Skin lesions with radiation therapy


  • The effects of radiation therapy
  • The reaction of the skin
  • Useful tips for radiotherapy

  • The effects of radiation therapy

    Many people are afraid of radiation. They believe that the therapeutic dose of radiation can be dangerous, such as the explosion of the atomic bomb or an accident at a nuclear power plant. Whatever the treatment is effective, it is almost always accompanied by side effects. This statement is true for radiation therapy. In this response to radiation therapy each person is different, therefore, to predict how a patient will suffer a particular exposure - is hard to say.

    Often in patients with cancerdiseases are circulating all kinds of rumors, "true" stories and stories about radiation treachery. Therefore it is very important to understand that there is no relationship between treatment (so-called therapeutic) doses of radiation, and that radiation that happens at the atomic bombings. Radiation, which is designed to fight cancer controlled, purposeful and safe.

    During radiation therapy, most patientsfind out that radiation exposure is not as scary as they seem.
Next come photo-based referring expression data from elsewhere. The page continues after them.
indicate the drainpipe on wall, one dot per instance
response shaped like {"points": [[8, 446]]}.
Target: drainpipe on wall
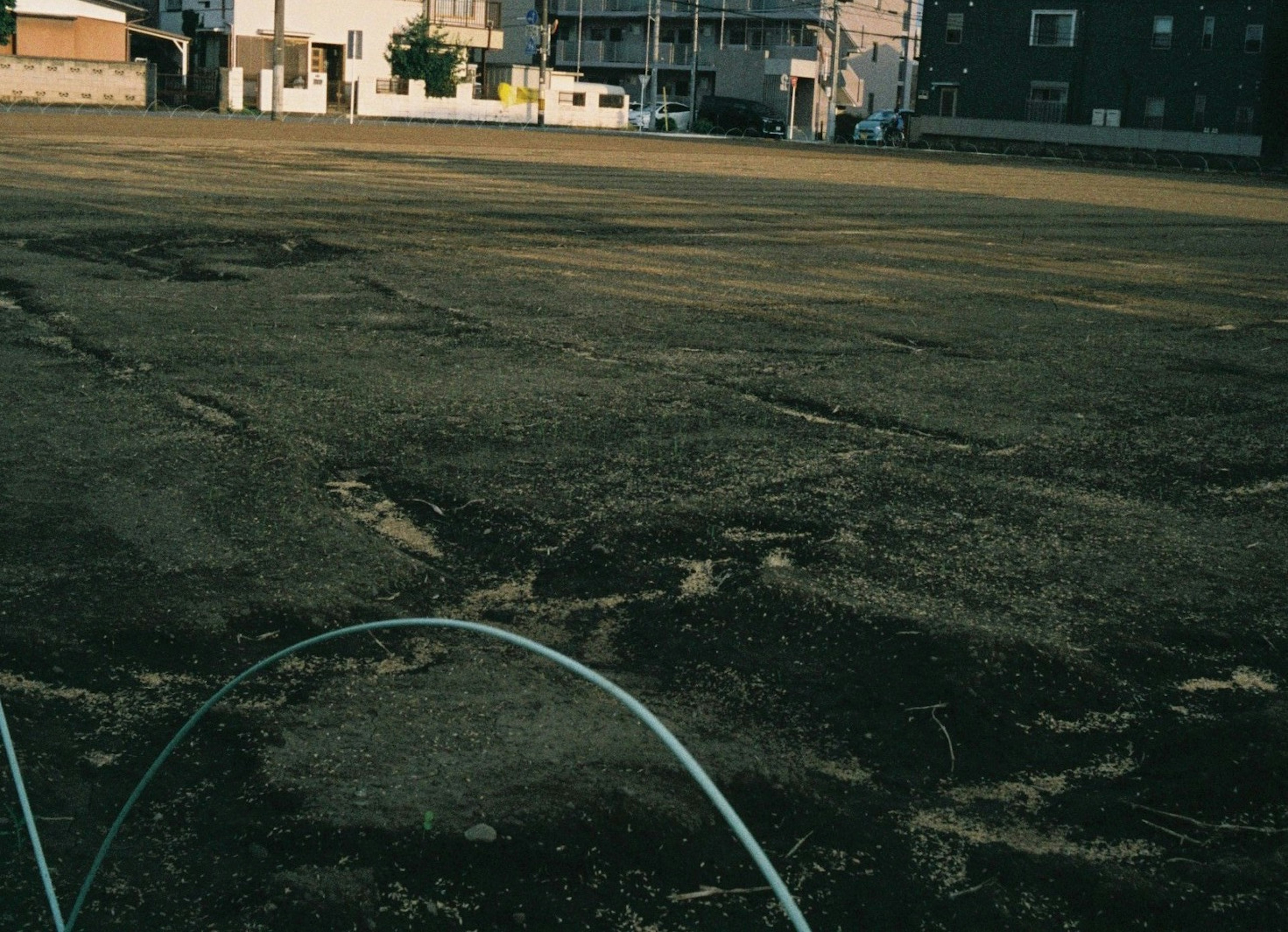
{"points": [[837, 71], [693, 72], [279, 57]]}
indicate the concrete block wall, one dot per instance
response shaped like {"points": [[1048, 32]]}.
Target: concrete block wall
{"points": [[67, 81]]}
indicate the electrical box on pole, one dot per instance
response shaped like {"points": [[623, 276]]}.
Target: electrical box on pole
{"points": [[279, 57]]}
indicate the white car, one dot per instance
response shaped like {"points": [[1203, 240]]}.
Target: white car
{"points": [[879, 128], [677, 116]]}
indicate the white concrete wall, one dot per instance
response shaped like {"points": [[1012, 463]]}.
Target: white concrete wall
{"points": [[322, 21], [464, 107], [311, 100], [70, 8], [65, 81]]}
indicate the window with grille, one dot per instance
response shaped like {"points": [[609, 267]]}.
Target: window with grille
{"points": [[1048, 102], [956, 22], [1162, 33], [1155, 110], [1053, 27]]}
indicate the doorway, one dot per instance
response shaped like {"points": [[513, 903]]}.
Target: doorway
{"points": [[949, 102], [329, 60]]}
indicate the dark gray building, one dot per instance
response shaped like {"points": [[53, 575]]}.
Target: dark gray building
{"points": [[1167, 75]]}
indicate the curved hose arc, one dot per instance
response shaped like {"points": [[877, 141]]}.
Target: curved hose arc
{"points": [[29, 817], [630, 702]]}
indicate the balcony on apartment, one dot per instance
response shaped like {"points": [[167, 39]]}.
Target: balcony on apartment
{"points": [[768, 9], [629, 53], [475, 24]]}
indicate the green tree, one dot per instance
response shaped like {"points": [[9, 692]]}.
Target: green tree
{"points": [[420, 53], [7, 22]]}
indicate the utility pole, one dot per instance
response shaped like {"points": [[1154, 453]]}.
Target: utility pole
{"points": [[837, 71], [693, 72], [907, 58], [541, 71], [279, 56], [581, 6]]}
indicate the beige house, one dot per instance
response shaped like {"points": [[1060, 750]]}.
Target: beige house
{"points": [[340, 40], [72, 30]]}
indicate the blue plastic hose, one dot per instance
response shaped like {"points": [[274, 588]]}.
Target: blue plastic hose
{"points": [[641, 712], [32, 820]]}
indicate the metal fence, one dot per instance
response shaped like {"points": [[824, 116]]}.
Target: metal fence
{"points": [[199, 91]]}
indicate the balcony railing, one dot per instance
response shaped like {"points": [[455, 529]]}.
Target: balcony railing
{"points": [[674, 8], [630, 53], [480, 15]]}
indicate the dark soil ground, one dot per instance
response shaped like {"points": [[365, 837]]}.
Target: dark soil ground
{"points": [[937, 504]]}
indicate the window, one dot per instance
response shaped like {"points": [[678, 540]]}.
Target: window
{"points": [[956, 21], [1155, 107], [1048, 102], [1053, 27], [1162, 33]]}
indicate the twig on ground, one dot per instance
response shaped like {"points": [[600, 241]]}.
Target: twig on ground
{"points": [[383, 645], [932, 710], [1174, 835], [1216, 827], [798, 845], [437, 510], [986, 882], [704, 891]]}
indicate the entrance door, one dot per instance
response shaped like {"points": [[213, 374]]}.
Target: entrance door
{"points": [[949, 102], [329, 60]]}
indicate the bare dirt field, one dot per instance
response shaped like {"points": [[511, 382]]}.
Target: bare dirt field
{"points": [[938, 504]]}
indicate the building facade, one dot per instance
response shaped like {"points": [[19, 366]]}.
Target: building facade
{"points": [[777, 53], [344, 40], [1183, 69]]}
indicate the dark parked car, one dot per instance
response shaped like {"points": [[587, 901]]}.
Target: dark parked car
{"points": [[750, 118]]}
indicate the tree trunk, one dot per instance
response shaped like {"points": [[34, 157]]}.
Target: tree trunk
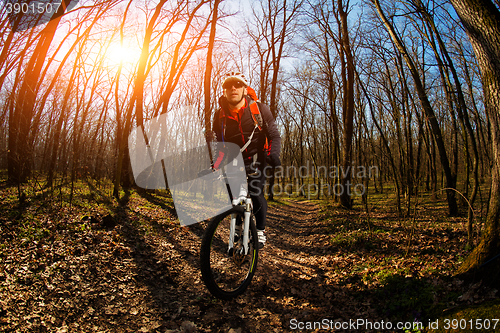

Although, it should be remembered that the radiation, killing the cancer cells may have a damaging effect on normal cells. And as the irradiation effect gradually appears, that, accordingly, develop gradually and side effects.

    However, it should be noted that it is not necessary,that absolutely all patients suffer equally from these side effects. Knowing about them, and prepare for these side effects can be minimized discomfort during treatment. A few weeks after completion of radiation course all of these side effects gradually disappear.

    The reaction of the skin

    The most common radiation causes a reaction withskin side. This is evident discomfort in the irradiated area. In most cases, a skin reaction to radiation is shown as a sunburn, a reddening of the skin area, itching, burning sensation, pain and sometimes peeling. But in contrast to sunburn, to skin radiation reaction generally occurs slowly and in some areas. During the first radiation therapy that a patient might notice - a color change from pink to red. However, some areas of the skin may be more intense color. Skin reaction may be mild and limited exposure area. In some cases, skin reaction to irradiation may be more pronounced, and occupy a large area of ​​the body irradiated. This mainly happens when the patient's fair skin, which is very susceptible to sunburn.

    As with sunburn, the skin may be dry,painful and very sensitive to touch. At this time, it may be exacerbated irritation. The skin may peel off, like old sunburn or blisters forming. Such peeling is usually limited to a few areas of the skin. If the blister is opened, exposing the disease and weeping skin. If time does not begin to care for such a skin area, can join the infection and worsen the situation.

    The way to reduce the appearance of skin reactions to radiation is to wear loose, not tight-fitting clothes, preferably of cotton material.

    Skin lesions with radiation therapyGradually appear on the exposed areathe field of new pink skin. The new skin is usually very gentle. This skin can grow under either blister or under the old, dry, flaky skin. Do not cut or scrape these blisters old skin, because they protect the newly growing skin. If the problem is particularly severe, the doctor may take a small break in treatment to allow the skin to recover.

    Typically, such changes in the skin occursprogressively and at the weekly inspection doctor can warn them. Fortunately, radiation skin irritation is temporary. In most cases, the doctor prescribes a certain ointments, medications to alleviate symptoms of skin reactions.

    Once the radiation therapy is completed,negative effects of the skin may still be observed for one - two weeks, after which they began to take place gradually. The natural color of the skin will go back a little longer. Moreover, for six months or longer. The patient may note that the irradiated areas of the skin slightly darker or vice versa more pink than usual. Some patients exposed a darker shade of the skin may occur even years after treatment. In some cases, may thin the blood vials may occur on exposed areas of the skin. This so-called spider veins or telangiectasia. These flasks in any case are not signs of disease recurrence. Unfortunately, they do not pass on their own, and may need the help of a vascular surgeon.

    Useful tips for radiotherapy

    A few tips for those who are undergoing radiation therapy:

    • during treatment is recommended to avoid direct sunlight to the irradiated region
    • wear high-necked
    • always wear
    • we recommend wearing loose clothing can be even greater size that creates cool to the skin and does not irritate the irradiated portions

    Once the radiation therapy is completed,we must remember that the irradiated areas of skin can now become more sensitive to sunlight, and therefore burns. So before you go out in the sun (eg, on the beach), take a bath, shower or swim in the pool it is recommended to use special creams that have the effect of sun and help avoid irritation of chlorinated water.